Use of TC-Python in Workflows for Machine Learning
Automate data processing workflows and integrate predictive capabilities into broader ML frameworks
Using Python™ as a ‘binder’ language coupled with the TC-Python API, Thermo-Calc offers a fully customizable foundation for developing workflows that automate data processing workflows (such as cleansing or generating data), and integrating predictive capabilities into broader ML frameworks.

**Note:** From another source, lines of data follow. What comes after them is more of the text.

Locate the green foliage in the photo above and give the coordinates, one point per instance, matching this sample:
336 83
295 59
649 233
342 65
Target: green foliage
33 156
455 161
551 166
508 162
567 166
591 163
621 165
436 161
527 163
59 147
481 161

Here are some ways TC-Python and ML can work together:
Automating High-Throughput Calculations
TC-Python enables automated, high-throughput calculations across many compositions and conditions. This automation is essential for generating diverse datasets and covering broad compositional and processing spaces. For instance, scripting with TC-Python allows researchers to simulate phase stability efficiently, saving data automatically for ML training.
Formatting Data
Typical formats for storing training data for ML include structured formats like CSV, Excel spreadsheets, and HDF5 (Hierarchical Data Format). For larger datasets, particularly when handling multidimensional arrays or large-scale simulations, Parquet or SQL databases may also be used. These formats are chosen for their compatibility with ML libraries such as TensorFlow or PyTorch and ease of access in data processing tools like Pandas.
TC-Python can export results directly into CSV or Excel for straightforward integration with ML algorithms and for complex datasets or larger-scale projects, TC-Python can store data in HDF5 or SQL databases, preserving data structure and facilitating fast read/write speeds. Additionally, TC-Python’s integration with Python libraries like Pandas allows for direct manipulation of data, enabling preprocessing (e.g., feature extraction, scaling) before final storage. This versatility makes TC-Python a powerful tool for generating, structuring, and exporting high-quality datasets tailored for ML applications in materials science.
Integrating into ICME Frameworks
In ICME frameworks, TC-Python can also be used to link Thermo-Calc with ML and other simulation tools, enabling end-to-end simulations from processing to properties, enhancing understanding of material behavior.